Unsterblichkeit im 21. Jahrhundert

Hat bisher die Menschheit von der Unsterblichkeit lediglich geträumt so versucht man seit Mitte des 20. Jahrhunderts das Thema wissenschaftlich zu erforschen. Ein wichtiger Schritt war die Entdeckung des menschlichen Genoms, des Erbguts, in den 50er Jahren des 20. Jahrhunderts. Zu Beginn des 21. Jahrhunderts ist es vor allem die Stammzellenforschung, die den Forscherinnen und Forschern neue Erkenntnisse bringen.

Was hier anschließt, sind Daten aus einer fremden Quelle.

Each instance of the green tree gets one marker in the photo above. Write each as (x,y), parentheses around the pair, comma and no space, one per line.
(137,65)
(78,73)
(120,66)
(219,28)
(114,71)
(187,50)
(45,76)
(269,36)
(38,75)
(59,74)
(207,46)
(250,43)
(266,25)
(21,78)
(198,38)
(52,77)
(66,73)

Das Besondere an embryonalen Stammzellen ist, dass sich aus diesen Zellen jede Art von menschlichem Gewebe entwickeln kann. Es handelt sich also um eine Art Urzelle, die über alle genetischen Informationen verfügt, um sich später zu einer Nerven-, Haut- oder Muskelzelle zu entwickeln. Embryonale Stammzellen werden so möglicherweise eines Tages in der Medizin als Ersatzmaterial dienlich sein können. In der Natur können solche Prozesse schon beobachtet werden: Beim Süßwasserpolypen kann kein Alterungsprozess festgestellt werden, denn er ist in der Lage, durch ständige Teilung seiner Stammzellen alle Zellen zu ersetzen. So erneuert sich der Süßwasserpolyp innerhalb von fünf Tagen vollständig. Eine weitere moderne Technik, um Unsterblichkeit zu erreichen, ist die vor allem in den USA verbreitete Kryonik. Dabei wird der Körper mit Hilfe von flüssigem Stickstoff bei -196 Grad Celsius konserviert.